American Gadfly

Commentary, Critique, and Insight on Contemporary America

Thursday, March 16, 2006

Population growth, a huge inflationary force?

Inflation hawks might be temporarily breathing a sigh of relief over today's Labor department report of a modest 0.1% rise in consumer prices for February.
Rather than superficially celebrate this number, let's look at one of the great forces that will assuredly lead to inflation in many economies of our planet. This force is population growth, or rather, overgrowth. Anytime a region has more and more people in it, there will by definition be more demand for resources - food, water, gas, cars, homes/apartments, etc. If the population grows faster than the resources available to support it, you will get supply and demand imbalances and added pressure to consume more resources from elsewhere.
We as a country, and as denizens of this planet, are becoming more and more numerous.
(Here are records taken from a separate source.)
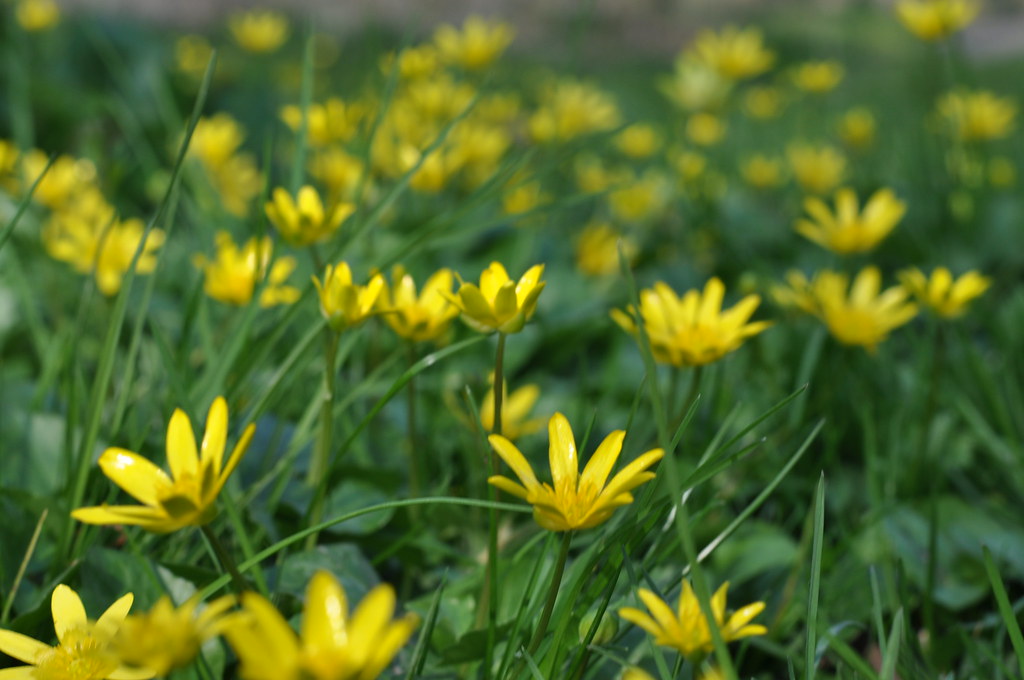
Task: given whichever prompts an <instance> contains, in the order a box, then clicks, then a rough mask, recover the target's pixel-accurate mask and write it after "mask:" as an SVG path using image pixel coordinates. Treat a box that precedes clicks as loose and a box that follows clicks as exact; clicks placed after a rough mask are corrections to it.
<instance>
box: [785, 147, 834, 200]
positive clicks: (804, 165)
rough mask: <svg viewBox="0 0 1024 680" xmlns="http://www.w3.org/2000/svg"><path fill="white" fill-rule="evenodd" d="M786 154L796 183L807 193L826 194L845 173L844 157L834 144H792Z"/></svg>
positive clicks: (831, 188)
mask: <svg viewBox="0 0 1024 680" xmlns="http://www.w3.org/2000/svg"><path fill="white" fill-rule="evenodd" d="M786 156H787V157H788V159H790V167H791V169H792V170H793V175H794V177H796V179H797V183H799V184H800V186H801V187H802V188H803V189H804V190H805V192H808V193H809V194H827V193H828V192H830V190H833V189H834V188H836V187H837V186H838V185H839V184H840V182H842V181H843V177H844V176H845V175H846V157H845V156H843V154H842V153H841V152H840V151H839V150H837V148H835V147H834V146H812V145H810V144H794V145H792V146H790V148H788V150H787V151H786Z"/></svg>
America will top 300 million residents this year, while our planet has 6.5 billion humans residing on it. This added to the fact that people are living longer, is leading to less elbow room in most areas of the planet. Sure, we still have vast expanses of America and our planet that are sparsely inhabited, but nevertheless, the more mouths to feed on this planet, the more demand for lots of resources, including oil.
We as humans need to start a dialogue about this issue. We need to critically look at possible benefits of having fewer children, of trying to taper population overgrowth, to help preserve the quality of life for all of us already here. The current jump in gas and oil prices in the world should be a wake up call to the magnitude of resource and other consumption in this country and our planet as a whole.